O futuro programa de cooperação de Portugal com Timor-Leste terá um modelo “mais estratégico”, com mais partilha de responsabilidades e dando crescente papel às parcerias económicas, disse a secretária de Estado da Cooperação portuguesa.
“Vamos ter um modelo de cooperação que é mais estratégico, mais exigente na partilha de responsabilidade e na apropriação que queremos que seja feita dos projetos”, disse à Lusa, em Díli, a secretária de Estado dos Negócios Estrangeiros e Cooperação (SENEC), Teresa Ribeiro.
“São relações muito menos assimétricas, muito menos vocacionadas para a ajuda de emergência, para a ajuda humanitária, e já baseadas mais em parcerias económicas que são muito importantes para o desenvolvimento do tecido empresarial de Timor-Leste”, frisou.
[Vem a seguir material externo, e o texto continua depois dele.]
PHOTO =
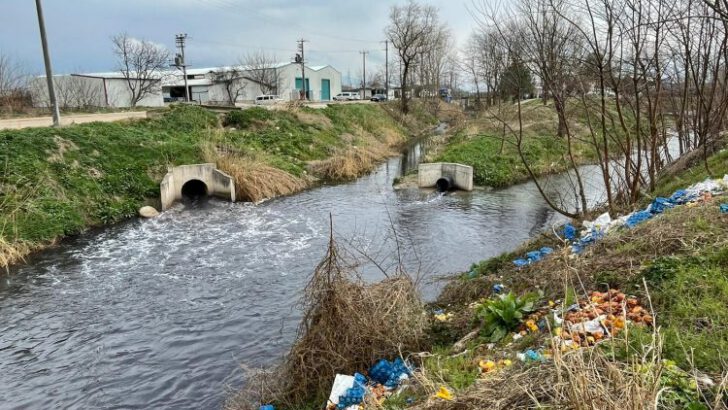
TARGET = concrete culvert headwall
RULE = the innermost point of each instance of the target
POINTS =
(445, 176)
(195, 181)
(444, 184)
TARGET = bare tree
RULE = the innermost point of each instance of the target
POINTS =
(12, 76)
(14, 94)
(141, 63)
(262, 69)
(409, 30)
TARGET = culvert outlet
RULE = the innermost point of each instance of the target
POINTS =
(194, 189)
(444, 184)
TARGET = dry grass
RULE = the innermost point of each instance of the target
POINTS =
(308, 118)
(349, 163)
(348, 324)
(256, 181)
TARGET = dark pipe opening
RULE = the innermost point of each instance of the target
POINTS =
(444, 184)
(194, 189)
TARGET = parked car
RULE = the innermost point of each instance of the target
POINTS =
(267, 99)
(347, 96)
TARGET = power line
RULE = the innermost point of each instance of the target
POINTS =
(301, 59)
(230, 6)
(47, 61)
(386, 67)
(364, 74)
(179, 61)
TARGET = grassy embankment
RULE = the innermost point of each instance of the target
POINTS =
(675, 263)
(58, 182)
(490, 150)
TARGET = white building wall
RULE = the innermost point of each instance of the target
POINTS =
(289, 73)
(333, 76)
(120, 96)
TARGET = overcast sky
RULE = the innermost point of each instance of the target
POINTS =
(220, 31)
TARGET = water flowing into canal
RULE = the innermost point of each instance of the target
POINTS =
(160, 313)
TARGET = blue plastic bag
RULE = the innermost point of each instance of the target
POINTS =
(569, 232)
(520, 262)
(659, 205)
(637, 218)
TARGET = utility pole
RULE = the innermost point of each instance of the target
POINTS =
(386, 67)
(364, 74)
(49, 70)
(179, 61)
(301, 59)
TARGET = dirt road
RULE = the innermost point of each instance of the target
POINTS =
(16, 123)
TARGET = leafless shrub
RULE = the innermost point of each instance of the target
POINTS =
(347, 325)
(141, 63)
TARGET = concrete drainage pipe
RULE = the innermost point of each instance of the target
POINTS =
(444, 184)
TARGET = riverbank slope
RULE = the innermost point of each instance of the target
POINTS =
(507, 336)
(630, 316)
(487, 142)
(57, 182)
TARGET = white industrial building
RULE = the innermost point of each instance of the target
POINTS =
(216, 85)
(92, 90)
(212, 85)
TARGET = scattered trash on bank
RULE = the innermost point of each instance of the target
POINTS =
(603, 315)
(348, 392)
(441, 316)
(595, 230)
(444, 393)
(533, 256)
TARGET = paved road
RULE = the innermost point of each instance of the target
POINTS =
(16, 123)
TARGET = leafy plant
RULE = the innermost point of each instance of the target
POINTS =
(504, 313)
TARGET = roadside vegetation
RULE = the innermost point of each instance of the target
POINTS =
(56, 182)
(488, 144)
(675, 265)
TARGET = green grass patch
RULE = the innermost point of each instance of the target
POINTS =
(690, 296)
(458, 371)
(718, 164)
(498, 164)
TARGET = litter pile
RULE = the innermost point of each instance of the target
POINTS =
(348, 392)
(604, 315)
(533, 256)
(595, 230)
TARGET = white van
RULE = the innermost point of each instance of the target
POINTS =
(347, 96)
(267, 99)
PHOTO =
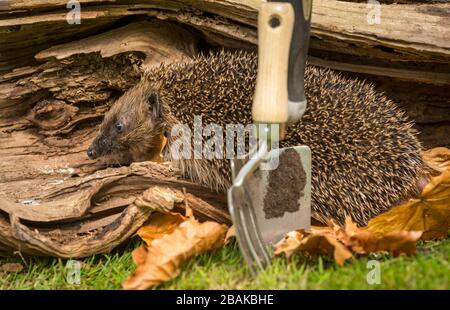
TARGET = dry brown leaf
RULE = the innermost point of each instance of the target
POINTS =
(160, 224)
(12, 267)
(342, 242)
(313, 244)
(159, 144)
(363, 241)
(162, 259)
(429, 214)
(437, 158)
(231, 234)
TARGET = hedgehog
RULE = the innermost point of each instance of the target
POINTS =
(366, 156)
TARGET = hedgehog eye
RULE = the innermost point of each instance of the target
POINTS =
(119, 126)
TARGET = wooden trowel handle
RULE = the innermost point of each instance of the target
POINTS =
(275, 25)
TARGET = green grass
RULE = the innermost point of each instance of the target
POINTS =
(225, 269)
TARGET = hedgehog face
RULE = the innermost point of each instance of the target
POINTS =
(129, 129)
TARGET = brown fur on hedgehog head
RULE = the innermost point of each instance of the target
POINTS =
(130, 129)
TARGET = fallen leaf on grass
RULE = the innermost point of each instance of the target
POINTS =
(430, 213)
(342, 243)
(364, 242)
(231, 234)
(12, 267)
(161, 259)
(160, 224)
(437, 158)
(312, 244)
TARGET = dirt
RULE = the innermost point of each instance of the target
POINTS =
(286, 185)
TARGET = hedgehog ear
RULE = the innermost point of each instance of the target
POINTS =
(154, 104)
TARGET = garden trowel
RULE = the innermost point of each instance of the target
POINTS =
(271, 190)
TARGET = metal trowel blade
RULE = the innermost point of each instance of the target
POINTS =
(270, 196)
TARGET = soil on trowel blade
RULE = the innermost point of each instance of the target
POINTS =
(286, 184)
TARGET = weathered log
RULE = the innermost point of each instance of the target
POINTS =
(341, 31)
(78, 217)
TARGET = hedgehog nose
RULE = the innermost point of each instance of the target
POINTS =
(91, 153)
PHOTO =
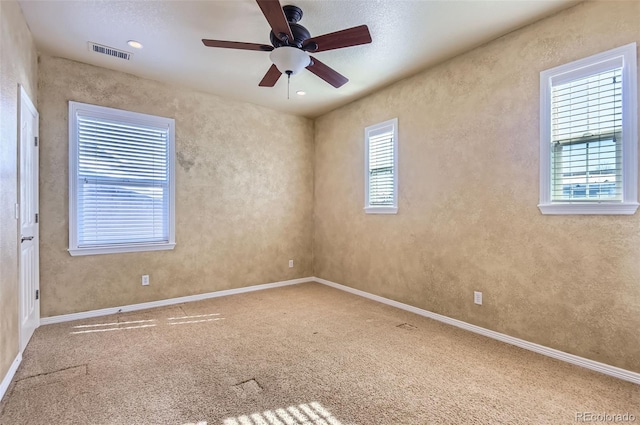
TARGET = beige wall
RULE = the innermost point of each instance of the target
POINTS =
(468, 190)
(244, 194)
(18, 65)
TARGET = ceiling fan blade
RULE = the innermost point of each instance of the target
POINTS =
(272, 10)
(328, 74)
(237, 45)
(271, 77)
(339, 39)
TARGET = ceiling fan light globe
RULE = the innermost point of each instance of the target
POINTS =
(289, 60)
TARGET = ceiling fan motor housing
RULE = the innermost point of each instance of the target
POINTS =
(300, 33)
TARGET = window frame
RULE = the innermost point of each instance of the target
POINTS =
(626, 56)
(134, 118)
(368, 132)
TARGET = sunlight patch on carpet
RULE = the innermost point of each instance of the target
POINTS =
(140, 324)
(303, 414)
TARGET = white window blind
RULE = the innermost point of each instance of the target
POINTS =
(381, 167)
(587, 138)
(123, 197)
(589, 135)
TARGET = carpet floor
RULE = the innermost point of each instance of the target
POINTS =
(303, 354)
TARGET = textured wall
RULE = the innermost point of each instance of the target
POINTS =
(468, 190)
(244, 194)
(18, 65)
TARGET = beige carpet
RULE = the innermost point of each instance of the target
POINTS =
(304, 354)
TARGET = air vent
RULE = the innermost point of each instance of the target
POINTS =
(106, 50)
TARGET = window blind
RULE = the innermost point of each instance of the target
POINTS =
(123, 183)
(381, 170)
(586, 138)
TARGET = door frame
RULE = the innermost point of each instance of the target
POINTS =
(24, 101)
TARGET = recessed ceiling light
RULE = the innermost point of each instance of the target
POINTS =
(135, 44)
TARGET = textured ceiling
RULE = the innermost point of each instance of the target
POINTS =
(408, 36)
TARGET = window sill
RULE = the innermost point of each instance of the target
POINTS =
(381, 210)
(583, 208)
(75, 252)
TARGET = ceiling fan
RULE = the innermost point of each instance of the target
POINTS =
(291, 44)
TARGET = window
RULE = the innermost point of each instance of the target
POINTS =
(589, 135)
(381, 168)
(121, 182)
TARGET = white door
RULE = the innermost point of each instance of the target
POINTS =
(28, 220)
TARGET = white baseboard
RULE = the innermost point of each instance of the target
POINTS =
(541, 349)
(617, 372)
(166, 302)
(4, 386)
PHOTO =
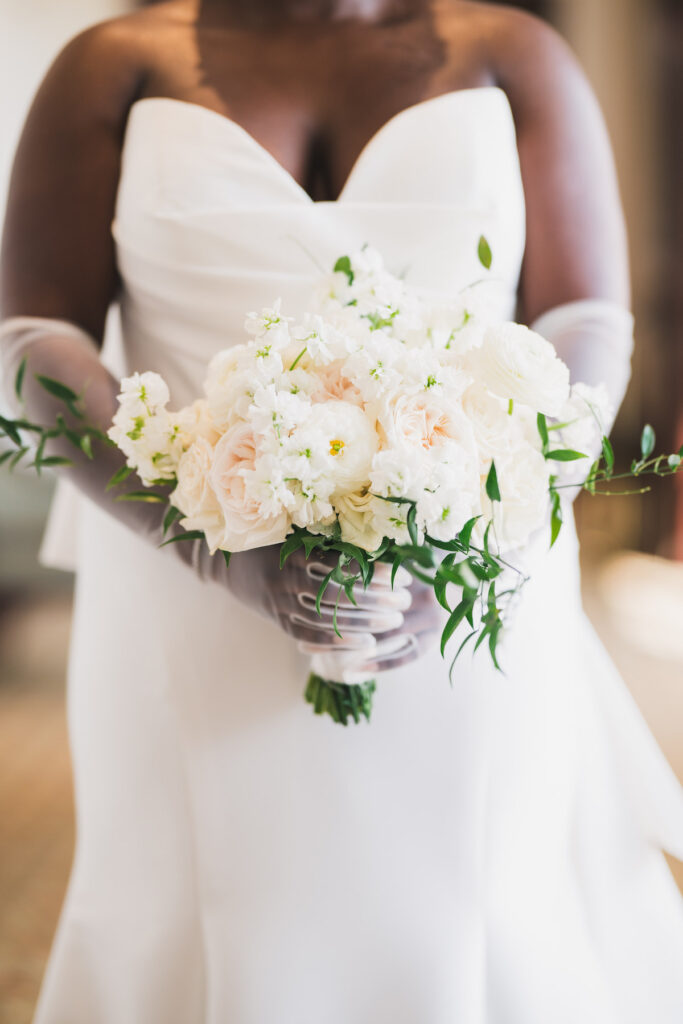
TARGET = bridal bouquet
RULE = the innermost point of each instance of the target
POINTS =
(383, 424)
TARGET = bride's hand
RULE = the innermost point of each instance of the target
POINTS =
(386, 644)
(288, 597)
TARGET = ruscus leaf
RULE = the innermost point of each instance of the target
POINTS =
(647, 441)
(484, 253)
(493, 488)
(565, 455)
(18, 380)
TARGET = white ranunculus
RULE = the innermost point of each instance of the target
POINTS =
(343, 440)
(517, 364)
(194, 495)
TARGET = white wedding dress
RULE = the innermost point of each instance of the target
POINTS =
(482, 854)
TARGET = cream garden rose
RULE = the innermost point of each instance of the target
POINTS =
(233, 460)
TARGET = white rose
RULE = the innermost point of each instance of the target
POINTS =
(358, 519)
(426, 419)
(517, 364)
(522, 478)
(147, 390)
(246, 526)
(195, 496)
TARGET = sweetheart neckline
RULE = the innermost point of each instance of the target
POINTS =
(235, 126)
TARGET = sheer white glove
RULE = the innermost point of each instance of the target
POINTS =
(594, 337)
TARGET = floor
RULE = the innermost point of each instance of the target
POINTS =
(636, 602)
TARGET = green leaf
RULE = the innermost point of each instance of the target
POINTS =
(16, 457)
(9, 428)
(608, 454)
(565, 455)
(454, 622)
(294, 364)
(18, 380)
(465, 536)
(493, 642)
(343, 265)
(141, 496)
(459, 652)
(120, 475)
(493, 488)
(419, 553)
(190, 535)
(647, 441)
(53, 460)
(56, 389)
(322, 589)
(556, 518)
(484, 253)
(171, 515)
(412, 523)
(292, 544)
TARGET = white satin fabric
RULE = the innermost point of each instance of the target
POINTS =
(482, 854)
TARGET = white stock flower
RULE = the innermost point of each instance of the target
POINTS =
(517, 364)
(269, 326)
(147, 434)
(143, 393)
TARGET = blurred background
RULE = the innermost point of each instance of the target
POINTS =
(632, 548)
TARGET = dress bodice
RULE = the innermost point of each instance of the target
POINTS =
(210, 225)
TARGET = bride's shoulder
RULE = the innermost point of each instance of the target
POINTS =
(514, 48)
(101, 70)
(523, 54)
(120, 50)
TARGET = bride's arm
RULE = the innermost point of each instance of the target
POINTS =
(57, 279)
(574, 287)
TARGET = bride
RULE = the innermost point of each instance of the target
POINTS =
(483, 854)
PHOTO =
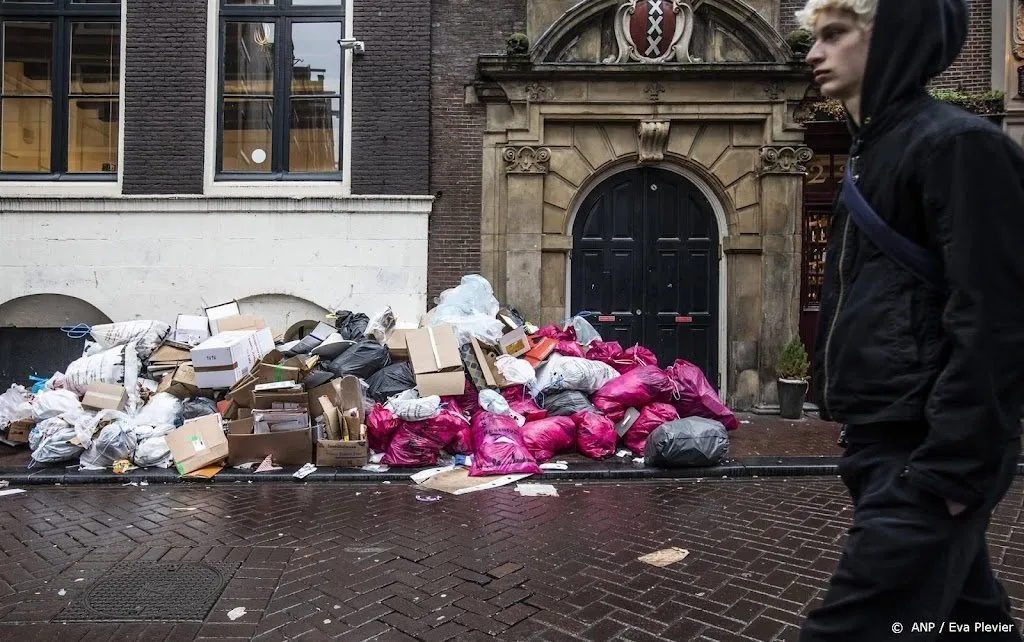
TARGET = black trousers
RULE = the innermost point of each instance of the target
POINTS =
(910, 569)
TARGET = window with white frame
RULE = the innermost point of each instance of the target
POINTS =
(59, 112)
(280, 90)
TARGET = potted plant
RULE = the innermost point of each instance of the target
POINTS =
(792, 371)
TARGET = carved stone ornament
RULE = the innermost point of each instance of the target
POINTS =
(653, 91)
(653, 31)
(784, 160)
(526, 160)
(536, 92)
(653, 135)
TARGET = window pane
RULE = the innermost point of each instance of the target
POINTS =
(248, 129)
(92, 139)
(314, 138)
(28, 49)
(317, 57)
(249, 58)
(25, 134)
(95, 57)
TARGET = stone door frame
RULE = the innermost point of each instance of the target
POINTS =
(721, 223)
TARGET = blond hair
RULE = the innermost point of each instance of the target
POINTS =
(862, 9)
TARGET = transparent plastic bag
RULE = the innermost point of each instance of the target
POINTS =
(51, 403)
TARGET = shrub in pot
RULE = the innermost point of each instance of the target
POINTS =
(792, 370)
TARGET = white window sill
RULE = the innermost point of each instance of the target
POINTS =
(54, 188)
(278, 188)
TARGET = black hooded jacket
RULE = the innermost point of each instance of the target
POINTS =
(891, 348)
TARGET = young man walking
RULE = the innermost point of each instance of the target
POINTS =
(921, 340)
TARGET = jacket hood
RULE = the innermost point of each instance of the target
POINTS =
(912, 42)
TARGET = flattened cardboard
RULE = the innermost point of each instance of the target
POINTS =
(433, 349)
(515, 343)
(198, 443)
(334, 454)
(104, 396)
(293, 447)
(180, 383)
(265, 400)
(441, 384)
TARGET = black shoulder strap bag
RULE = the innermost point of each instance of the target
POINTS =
(901, 250)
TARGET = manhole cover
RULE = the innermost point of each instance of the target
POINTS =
(143, 591)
Teresa Ribeiro falava à chegada a Díli para uma visita de quatro dias durante a qual reunirá com vários ministros timorenses em áreas como a administração estatal, justiça, educação, defesa e negócios estrangeiros.
Durante esta visita vai começar-se a desenhar o futuro programa e modelo de cooperação, entre outras matérias.
No final de 2017 termina o atual programa indicativo de cooperação de Portugal com Timor-Leste, no valor de 45 milhões de euros e que será agora avaliado, explicou Teresa Ribeiro, para se poder “perspetivar o futuro da cooperação” em moldes diferentes.